In a paper published in The British Journal of Psychiatry, the authors contend:
Treatment-resistant depression is widely defined as non-response to two ‘adequate’ courses of treatment. However, the definitions of treatment and depression are inconsistent reflecting gaps in our understanding. We argue that a failure to respond is often the result of administering inappropriate treatment, which occurs principally because of paradigm failure (emphasis added by author of this blog).
In a 2020 editorial published in the journal Psychotherapy and Psychosomatics, the authors seem to be aligned with the above assessment. These authors argue:
However, current conceptualizations of treatment resistance focus on the characteristics of the patient (whether neurobiological assets, or attitudes, or psychiatric comorbidity) for the insufficient effectiveness of antidepressant drugs and omit any reference to the potential iatrogenic (author note: iatrogenic means “relating to illness caused by medical examination or treatment”) effects of treatment, as if, in the field of infectious disease, treatment resistance were conceptualized independently of the previous use of antibiotics.
In terms of complicated diseases, especially neuropsychiatric ones like depression, the lack of clear understanding is not an indictment of science or medicine but rather to its credit.
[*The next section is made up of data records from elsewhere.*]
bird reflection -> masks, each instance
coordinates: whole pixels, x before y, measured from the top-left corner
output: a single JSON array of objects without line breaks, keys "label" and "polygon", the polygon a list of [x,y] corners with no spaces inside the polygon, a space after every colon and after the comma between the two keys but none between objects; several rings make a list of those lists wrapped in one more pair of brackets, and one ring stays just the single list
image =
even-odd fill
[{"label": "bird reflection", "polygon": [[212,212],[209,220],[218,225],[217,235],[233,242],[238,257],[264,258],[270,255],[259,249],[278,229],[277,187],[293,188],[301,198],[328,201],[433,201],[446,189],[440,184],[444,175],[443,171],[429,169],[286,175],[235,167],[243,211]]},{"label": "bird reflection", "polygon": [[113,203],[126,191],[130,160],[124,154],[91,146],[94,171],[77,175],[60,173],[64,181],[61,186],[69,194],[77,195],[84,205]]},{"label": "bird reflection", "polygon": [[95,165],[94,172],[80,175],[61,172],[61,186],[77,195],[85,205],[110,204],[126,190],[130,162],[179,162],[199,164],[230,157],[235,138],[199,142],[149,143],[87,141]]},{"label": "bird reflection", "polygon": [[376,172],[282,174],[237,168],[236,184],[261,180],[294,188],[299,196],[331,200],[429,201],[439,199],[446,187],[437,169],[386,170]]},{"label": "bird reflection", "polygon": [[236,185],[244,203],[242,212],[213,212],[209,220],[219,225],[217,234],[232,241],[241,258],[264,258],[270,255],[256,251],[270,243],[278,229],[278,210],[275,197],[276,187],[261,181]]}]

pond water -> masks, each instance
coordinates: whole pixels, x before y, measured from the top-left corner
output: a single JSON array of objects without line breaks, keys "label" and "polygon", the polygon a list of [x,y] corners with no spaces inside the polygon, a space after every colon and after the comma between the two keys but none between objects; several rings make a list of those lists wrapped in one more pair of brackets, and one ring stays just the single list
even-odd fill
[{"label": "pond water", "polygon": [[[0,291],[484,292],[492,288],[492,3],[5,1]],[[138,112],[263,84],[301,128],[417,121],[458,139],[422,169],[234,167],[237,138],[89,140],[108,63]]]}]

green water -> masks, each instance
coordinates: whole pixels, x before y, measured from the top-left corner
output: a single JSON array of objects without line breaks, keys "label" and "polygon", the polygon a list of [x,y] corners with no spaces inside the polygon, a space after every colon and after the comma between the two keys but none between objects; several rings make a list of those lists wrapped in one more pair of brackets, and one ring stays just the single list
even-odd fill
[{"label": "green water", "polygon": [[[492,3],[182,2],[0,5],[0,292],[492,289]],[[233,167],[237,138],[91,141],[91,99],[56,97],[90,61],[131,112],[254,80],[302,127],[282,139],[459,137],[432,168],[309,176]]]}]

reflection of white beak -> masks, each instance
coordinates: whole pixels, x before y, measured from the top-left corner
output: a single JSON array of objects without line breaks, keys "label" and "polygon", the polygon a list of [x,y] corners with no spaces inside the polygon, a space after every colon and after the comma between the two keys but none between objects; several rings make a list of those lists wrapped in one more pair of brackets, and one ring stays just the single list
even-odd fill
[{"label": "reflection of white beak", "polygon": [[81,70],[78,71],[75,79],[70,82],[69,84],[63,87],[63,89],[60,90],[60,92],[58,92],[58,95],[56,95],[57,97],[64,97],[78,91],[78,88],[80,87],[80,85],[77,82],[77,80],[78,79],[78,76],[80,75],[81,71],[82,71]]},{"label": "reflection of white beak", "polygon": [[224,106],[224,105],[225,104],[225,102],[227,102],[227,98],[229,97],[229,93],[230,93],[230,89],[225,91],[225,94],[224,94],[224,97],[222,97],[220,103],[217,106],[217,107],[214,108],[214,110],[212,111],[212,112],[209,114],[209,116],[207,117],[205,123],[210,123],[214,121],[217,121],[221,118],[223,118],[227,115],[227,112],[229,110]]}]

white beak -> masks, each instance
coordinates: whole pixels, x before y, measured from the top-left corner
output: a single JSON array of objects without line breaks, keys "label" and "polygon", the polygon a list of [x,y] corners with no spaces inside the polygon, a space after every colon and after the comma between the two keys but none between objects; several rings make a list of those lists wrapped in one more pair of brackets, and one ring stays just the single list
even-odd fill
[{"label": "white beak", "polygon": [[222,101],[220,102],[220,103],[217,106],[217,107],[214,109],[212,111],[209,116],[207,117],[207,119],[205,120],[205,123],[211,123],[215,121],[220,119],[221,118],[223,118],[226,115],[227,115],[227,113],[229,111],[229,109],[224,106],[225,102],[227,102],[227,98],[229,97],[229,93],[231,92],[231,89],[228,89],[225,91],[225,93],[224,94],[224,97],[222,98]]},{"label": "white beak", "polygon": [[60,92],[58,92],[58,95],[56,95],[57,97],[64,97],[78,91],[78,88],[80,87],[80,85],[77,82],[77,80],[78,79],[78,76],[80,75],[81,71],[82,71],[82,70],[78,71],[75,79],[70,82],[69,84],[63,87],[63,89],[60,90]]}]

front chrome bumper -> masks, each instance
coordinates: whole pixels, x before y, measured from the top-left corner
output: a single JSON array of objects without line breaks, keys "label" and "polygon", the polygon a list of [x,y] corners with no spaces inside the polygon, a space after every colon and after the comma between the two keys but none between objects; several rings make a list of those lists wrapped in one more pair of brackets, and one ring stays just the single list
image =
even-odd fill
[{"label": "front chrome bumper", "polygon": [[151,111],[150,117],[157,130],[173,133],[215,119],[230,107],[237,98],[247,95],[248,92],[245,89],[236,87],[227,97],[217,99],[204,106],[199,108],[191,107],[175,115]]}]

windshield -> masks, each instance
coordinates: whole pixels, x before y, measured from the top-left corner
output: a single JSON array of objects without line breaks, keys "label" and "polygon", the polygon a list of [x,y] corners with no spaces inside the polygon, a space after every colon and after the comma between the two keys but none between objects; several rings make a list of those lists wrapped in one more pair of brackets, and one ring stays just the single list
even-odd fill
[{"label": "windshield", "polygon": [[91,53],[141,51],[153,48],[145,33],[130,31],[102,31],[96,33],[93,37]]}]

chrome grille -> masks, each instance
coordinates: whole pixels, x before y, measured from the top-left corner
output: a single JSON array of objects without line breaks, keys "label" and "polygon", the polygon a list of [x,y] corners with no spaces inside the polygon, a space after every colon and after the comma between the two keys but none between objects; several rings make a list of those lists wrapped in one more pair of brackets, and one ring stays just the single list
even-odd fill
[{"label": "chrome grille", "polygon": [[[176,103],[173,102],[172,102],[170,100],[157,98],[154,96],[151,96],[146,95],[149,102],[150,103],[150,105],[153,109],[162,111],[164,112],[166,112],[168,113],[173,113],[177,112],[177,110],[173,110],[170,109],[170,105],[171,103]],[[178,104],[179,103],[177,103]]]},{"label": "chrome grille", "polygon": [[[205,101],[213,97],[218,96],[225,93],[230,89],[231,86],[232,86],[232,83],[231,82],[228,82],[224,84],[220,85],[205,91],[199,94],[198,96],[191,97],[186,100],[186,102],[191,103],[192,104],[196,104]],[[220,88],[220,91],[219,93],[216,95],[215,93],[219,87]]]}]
The brain is a complex organ that itself influences behavior but can also be influenced by external and genetic factors.
It is clear from the lack of consensus amongst experts that there needs to be deeper investigation into diagnostic tools, biomarkers, neurobiology, the success rate of antidepressants and other treatments such as cognitive-behavioral therapy, as well as more investment and research into alternative therapies. Upon further investigation and understanding of depression and the brain, experts will be able to better delineate whether treatment-resistant depression has its own etiology or whether or not, as some have claimed, treatment-resistant depression is its own disease or just an artifact of an outdated understanding of depression.